Em outra festa de cores, Chegadas, será contada a história moderna da Austrália. Entrarão em cena quase três mil jovens fantasiados, representando os cinco continentes e a origem da maior parte dos imigrantes que chegaram neste século. Depois que os estrangeiros se dispersarem, milhares de crianças surgirão para representar a esperança de um futuro com mais tolerância e entendimento.
Já perto do final, mil dançarinos com botas típicas farão uma homenagem aos trabalhadores que foram responsáveis pelas primeiras indústrias desse século e por obras como a Harbour Bridge, cartão-postal de Sydney. Também será uma celebração aos homens e mulheres australianos. Para encerrar a festa, dois mil jovens da Sydney 2000 Olympic Band encherão o estádio com o som de Also Sprach Zarathustra (tema do filme 2001 Uma Odisséia no Espaço) e Charriots of Fire (Carruagens de Fogo) entre outros temas conhecidos.
Uma das músicas mais conhecidas do país, Waltzing Matilda (dançando com Matilda) também será executada antes da Olympic Fanfare and Theme, melodia composta pelo famoso maestro John Williams. Só aí entrarão os atletas em cena, começando pela Grécia e terminando com o anfitrião, Austrália. Depois será a vez da tocha olímpica e dos discursos de abertura.

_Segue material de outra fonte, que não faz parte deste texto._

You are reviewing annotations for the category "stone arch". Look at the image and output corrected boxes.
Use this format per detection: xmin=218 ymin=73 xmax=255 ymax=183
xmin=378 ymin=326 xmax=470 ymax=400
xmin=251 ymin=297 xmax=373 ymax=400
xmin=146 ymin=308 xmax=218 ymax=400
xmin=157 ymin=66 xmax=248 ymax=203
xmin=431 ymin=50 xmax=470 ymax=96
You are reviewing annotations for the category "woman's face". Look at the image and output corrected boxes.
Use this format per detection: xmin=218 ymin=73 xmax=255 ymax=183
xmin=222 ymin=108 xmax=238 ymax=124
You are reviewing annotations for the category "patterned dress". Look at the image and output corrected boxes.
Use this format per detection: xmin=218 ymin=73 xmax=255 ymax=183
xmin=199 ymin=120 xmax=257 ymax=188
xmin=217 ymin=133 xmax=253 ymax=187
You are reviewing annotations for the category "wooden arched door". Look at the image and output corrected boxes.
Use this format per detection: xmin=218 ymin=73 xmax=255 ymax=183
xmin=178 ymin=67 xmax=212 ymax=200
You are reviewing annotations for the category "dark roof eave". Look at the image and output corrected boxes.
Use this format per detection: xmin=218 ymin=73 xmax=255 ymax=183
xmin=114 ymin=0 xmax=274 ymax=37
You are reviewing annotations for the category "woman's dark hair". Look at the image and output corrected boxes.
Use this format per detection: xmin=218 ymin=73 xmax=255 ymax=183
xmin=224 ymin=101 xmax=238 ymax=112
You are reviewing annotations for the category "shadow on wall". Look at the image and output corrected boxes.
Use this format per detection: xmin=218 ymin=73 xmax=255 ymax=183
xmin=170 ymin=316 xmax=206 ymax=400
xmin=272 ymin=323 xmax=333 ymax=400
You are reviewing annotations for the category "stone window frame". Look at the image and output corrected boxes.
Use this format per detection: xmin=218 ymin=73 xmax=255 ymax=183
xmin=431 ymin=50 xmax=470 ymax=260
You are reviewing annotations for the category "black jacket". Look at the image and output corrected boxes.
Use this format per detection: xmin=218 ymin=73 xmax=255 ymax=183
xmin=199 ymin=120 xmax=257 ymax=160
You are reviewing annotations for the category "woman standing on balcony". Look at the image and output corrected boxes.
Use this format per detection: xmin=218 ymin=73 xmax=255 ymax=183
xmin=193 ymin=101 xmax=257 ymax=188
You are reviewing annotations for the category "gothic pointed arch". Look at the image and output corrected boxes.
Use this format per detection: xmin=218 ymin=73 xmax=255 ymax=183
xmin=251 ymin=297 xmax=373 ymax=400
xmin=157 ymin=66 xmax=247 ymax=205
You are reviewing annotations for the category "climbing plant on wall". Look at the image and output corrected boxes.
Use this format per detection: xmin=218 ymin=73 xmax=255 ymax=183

Mas se o telespectador não resistir até o final das quatro horas de transmissão, sem problemas. A primeira parte já terá valido a penas.
Festa Dois dias antes da cerimônia de abertura, a última Olimpíada do século já começou para a população de Sydney e promete ser uma das mais animadas e organizadas da história. A maior prova disso foi a multidão de mais de 100 mil pessoas, que transformaram o dia de ontem em um domingo e invadiram o Parque Olímpico, no distante bairro de Homebush Bay. Enquanto os atletas treinavam para experimentar os estádios, ginásios, quadras e piscinas, lá fora milhares de pessoas lotavam o boulevar, as tendas de fast-food, os stands de patrocinadores e a super-loja de produtos olímpicos. Se é verdade que o mundo está em Sydney, os seus moradores não querem perder nenhum momento.
Além do sol mais generoso dos últimos dias e das férias escolares, não faltavam motivos para a verdadeira ocupação do complexo esportivo. A grande maioria foi assistir ou participar do último ensaio para a cerimônia de abertura no Estádio Olímpico. Muitos, porém, ainda foram atrás dos últimos ingressos disponíveis. Outros aproveitaram para fazer compras na super-loja do parque.